Ihr Mann kam bei einem Arbeitsunfall ums Leben, seitdem muss sie ihre drei Kinder allein großziehen. Sie ist stets knapp bei Kasse und lebt auch durch sogenannte Spenden, die sie durch ihre Gabe erhält. So legt sie auch Valerie (Hilary Swank), der Frau von Donnie Barksdale die Karten und der beinahe schizophrene Mechaniker Buddy Cole (Giovannie Ribisi) gehört ebenfalls zu ihren Kunden. Raimi präsentiert uns eine Menge ungewöhnlicher Typen und kann durch die ständigen Attacken von Donnie auch eine gewisse Bedrohung aufbauen. Doch richtig gruselig wird "The Gift" nur, wenn Annie ihre Visionen hat. Hier liegt eindeutig Raimis größte Stärke beim Zuschauer ohne Probleme eine Gänsehaut zu erzeugen. Doch diese Visionen sind ziemlich rar und die Geschichte um den Mord an Jessica einfach zu gängig. Es gibt eine gewisse Auswahl an Tätern, doch eigentlich steht von Anfang an fest, dass Donnie nichts damit zu tun hat. Somit bleiben nicht mehr viel potentielle Mörder übrig, denkt man ein wenig nach, hat man den Täter sehr früh entlarvt. Szenen wie das Gerichtsverfahren, wo Annies Glaubwürdigkeit untergraben wird, hätte man sich sparen können, das zieht "The Gift" nur unnötig in die Länge.
Dabei ist an der Inszenierung nicht viel auszusetzen, der düstere Grundton, die unheimlichen Bilder und die nebligen Nachtaufnahmen sorgen für beinahe subtilen Horror, dieses gewisse Südstaatenflair ist also erstklassig eingefangen. Der Score von Christopher Young ist zurückhaltend und wird nur bei den Spannungspitzen mal aufdringlich. Doch dazwischen sitzt das größte Problem, nämlich zu viel Leerlauf, weil Raimi sich teilweise zu intensiv um seine Charaktere kümmert.

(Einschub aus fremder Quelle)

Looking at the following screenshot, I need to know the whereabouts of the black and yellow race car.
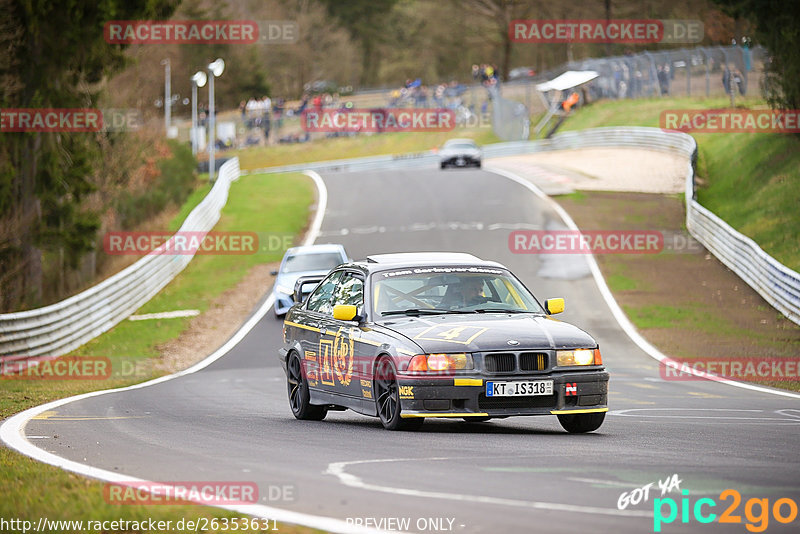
[279,253,608,432]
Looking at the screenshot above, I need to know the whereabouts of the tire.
[286,353,328,421]
[558,412,606,434]
[373,358,425,430]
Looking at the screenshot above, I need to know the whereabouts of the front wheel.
[286,353,328,421]
[374,358,425,430]
[558,412,606,434]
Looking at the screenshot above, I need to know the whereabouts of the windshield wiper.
[381,308,475,317]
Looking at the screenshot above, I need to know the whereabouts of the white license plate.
[486,380,553,397]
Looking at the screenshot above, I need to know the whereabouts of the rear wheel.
[286,353,328,421]
[374,358,425,430]
[558,412,606,434]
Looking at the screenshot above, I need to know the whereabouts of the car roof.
[444,138,477,146]
[286,243,347,257]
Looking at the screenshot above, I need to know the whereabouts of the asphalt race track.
[17,169,800,533]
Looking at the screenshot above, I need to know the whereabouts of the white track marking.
[484,166,800,399]
[0,171,390,534]
[323,457,653,517]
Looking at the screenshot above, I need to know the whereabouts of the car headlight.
[408,352,475,373]
[275,284,292,295]
[556,349,603,367]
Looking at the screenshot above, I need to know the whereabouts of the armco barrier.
[0,158,239,356]
[251,127,800,324]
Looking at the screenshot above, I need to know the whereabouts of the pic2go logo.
[653,489,797,532]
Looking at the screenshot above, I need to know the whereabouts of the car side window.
[333,273,364,308]
[306,271,344,315]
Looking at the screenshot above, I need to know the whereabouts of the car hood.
[273,270,330,292]
[380,313,597,353]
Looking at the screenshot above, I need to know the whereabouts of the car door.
[318,271,368,399]
[297,271,344,390]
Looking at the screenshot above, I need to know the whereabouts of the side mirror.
[333,304,360,321]
[544,299,564,315]
[292,276,324,304]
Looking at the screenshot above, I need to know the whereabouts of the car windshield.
[281,252,342,273]
[372,266,544,317]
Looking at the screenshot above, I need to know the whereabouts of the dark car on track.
[279,253,608,432]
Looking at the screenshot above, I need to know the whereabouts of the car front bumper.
[398,370,608,418]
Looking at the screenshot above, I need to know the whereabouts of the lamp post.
[192,70,208,155]
[161,58,172,136]
[208,58,225,182]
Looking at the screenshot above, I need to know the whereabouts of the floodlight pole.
[208,73,217,182]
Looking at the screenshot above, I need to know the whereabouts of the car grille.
[519,352,547,371]
[478,393,557,410]
[483,352,549,373]
[483,352,517,373]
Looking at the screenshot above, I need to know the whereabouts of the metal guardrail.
[0,158,240,357]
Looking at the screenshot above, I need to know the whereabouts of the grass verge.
[231,127,500,170]
[0,174,314,533]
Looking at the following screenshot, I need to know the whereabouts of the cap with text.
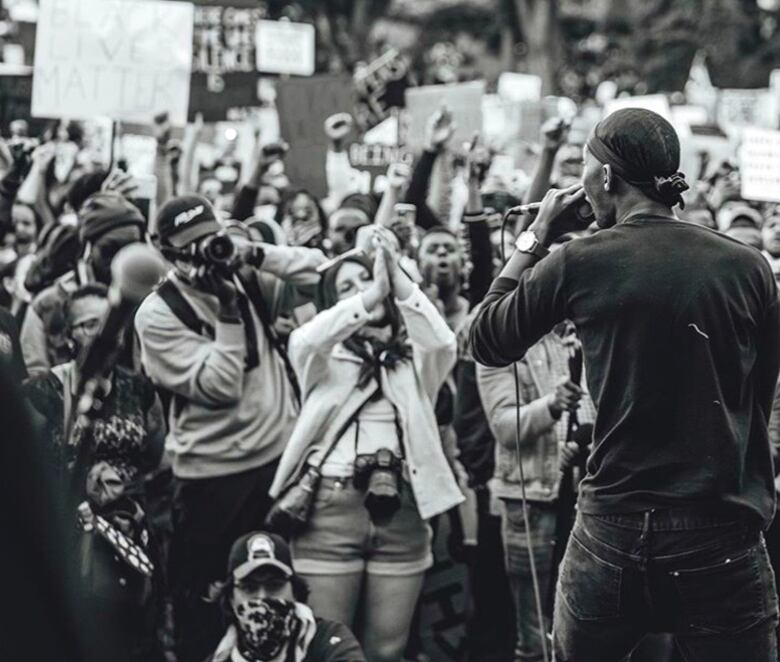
[157,195,223,248]
[228,531,295,580]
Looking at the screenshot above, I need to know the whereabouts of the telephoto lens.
[198,232,236,265]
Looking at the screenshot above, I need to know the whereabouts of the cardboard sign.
[718,89,777,129]
[32,0,193,126]
[255,21,314,76]
[406,81,485,150]
[276,75,354,197]
[739,127,780,202]
[354,48,409,130]
[189,72,260,122]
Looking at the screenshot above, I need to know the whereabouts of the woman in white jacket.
[271,228,463,662]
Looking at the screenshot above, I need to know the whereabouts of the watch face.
[515,232,536,251]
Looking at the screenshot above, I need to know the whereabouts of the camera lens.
[200,234,236,264]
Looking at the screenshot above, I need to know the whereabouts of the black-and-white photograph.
[0,0,780,662]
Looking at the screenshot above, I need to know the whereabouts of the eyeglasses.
[70,317,102,336]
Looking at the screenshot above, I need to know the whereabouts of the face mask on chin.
[235,598,298,662]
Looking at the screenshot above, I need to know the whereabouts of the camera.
[353,448,401,524]
[266,466,322,533]
[195,232,236,266]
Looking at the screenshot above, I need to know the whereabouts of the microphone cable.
[501,207,550,662]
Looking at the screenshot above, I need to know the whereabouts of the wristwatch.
[515,230,550,259]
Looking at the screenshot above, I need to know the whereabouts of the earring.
[604,163,612,193]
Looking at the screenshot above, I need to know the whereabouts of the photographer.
[271,227,463,662]
[135,196,324,662]
[471,108,780,662]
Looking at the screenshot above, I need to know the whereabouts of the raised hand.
[425,106,456,152]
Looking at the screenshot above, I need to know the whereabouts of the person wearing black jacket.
[471,108,780,662]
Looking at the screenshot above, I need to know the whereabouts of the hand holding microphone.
[509,184,595,241]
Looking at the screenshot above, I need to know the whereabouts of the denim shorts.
[292,477,433,577]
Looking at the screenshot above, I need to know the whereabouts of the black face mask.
[235,598,297,662]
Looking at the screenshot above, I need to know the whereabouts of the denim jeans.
[501,499,557,662]
[553,509,778,662]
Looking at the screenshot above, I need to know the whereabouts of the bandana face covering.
[236,598,296,662]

Desweiteren stößt das zu mysteriöse Ende bitter auf, der Mord wird zwar plausibel aufgeklärt, aber ein gewisse Ereignis gegen Ende vermag schon zu stören, vor allem weil es dafür keine Erklärung gibt, mehr will ich nicht verraten.
Dabei liefert gerade die natürlich Cate Blanchett (Robin Hood, Elizabeth - Das Goldene Königreich) eine tolle Vorstellung, selbst Keanu Reeves (Speed, Gefährliche Brandung) gelingt sein sonniges Image abzulegen und hier als roher Hinterwäldler Donnie zu überzeugen. Giovanni Ribisi legt auch einen starken Auftritt hin, während Hilary Swank und Katie Holmes gnadenlos unterfordert sind.
Wo Raimi mit "The Gift" hin wollte, wusste er wohl selbst nicht genau, denn man surft munter durch verschiedene Genren. Dabei will man aus der zu gängigen Krimistory mehr machen als sie ist, dem erfahrenen Filmschauer dürfte der Mörder schon sehr früh bekannt sein. Leerlauf kostet "The Gift" nochmal einiges an Wertung, dabei gefallen Raimis unheimliche Bilder und die Darsteller sind durchweg überzeugend.